Dead Letter Queue DLQ

cglencr · October 24, 2019, 6:45pm

I have searched but cannot find any documentation or discussion on how to test the DLQ in 7.4.

I have set the logstash.yml for DLQ as:
dead_letter_queue.enable: true
path.dead_letter_queue: "C:/Applications/ElasticSearch/DeadLetterQueue"

But how to test this works? All of the help on this site explains

that you can only use it with an ElasticSearch output.
message are only sent to the DLQ when a 400 or 403 occurs
has examples on how to input message that exist in a DLQ

So any advice on how to actually get a message to show up in the DLQ would be appreciated.

Badger · October 24, 2019, 7:51pm

You can force a 400 with a mapping exception. The following should get a mapping exception for otherField when it tries to send the second event to elasticsearch.

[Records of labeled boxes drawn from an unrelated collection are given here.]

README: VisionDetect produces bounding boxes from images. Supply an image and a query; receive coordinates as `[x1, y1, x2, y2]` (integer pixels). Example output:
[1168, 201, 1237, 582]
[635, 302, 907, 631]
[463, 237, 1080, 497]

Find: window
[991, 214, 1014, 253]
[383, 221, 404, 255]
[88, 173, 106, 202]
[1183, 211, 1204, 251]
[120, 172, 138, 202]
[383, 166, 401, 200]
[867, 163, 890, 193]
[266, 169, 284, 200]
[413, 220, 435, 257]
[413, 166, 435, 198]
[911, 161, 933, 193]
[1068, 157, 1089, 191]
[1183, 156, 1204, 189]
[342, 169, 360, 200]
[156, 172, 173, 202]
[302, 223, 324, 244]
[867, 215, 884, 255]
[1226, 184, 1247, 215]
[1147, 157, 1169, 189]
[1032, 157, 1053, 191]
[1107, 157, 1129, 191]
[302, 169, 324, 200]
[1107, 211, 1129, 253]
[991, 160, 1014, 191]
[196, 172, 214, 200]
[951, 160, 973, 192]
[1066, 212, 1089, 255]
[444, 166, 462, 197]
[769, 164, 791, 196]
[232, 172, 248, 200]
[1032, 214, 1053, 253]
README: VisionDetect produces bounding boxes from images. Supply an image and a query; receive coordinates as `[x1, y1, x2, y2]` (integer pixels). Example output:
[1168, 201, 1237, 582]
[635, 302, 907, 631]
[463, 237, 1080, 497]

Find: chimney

input { generator { count => 1 lines => [ 'object', 'not' ] } }
filter {
    mutate { add_field => { "someField" => '{ "foo": 1 }' } }
    json { source => "someField" target => "otherField" }
    if [message] == "not" {
        mutate { replace => { "otherField" => "just a string" } }
    }
}

system · November 21, 2019, 7:51pm

This topic was automatically closed 28 days after the last reply. New replies are no longer allowed.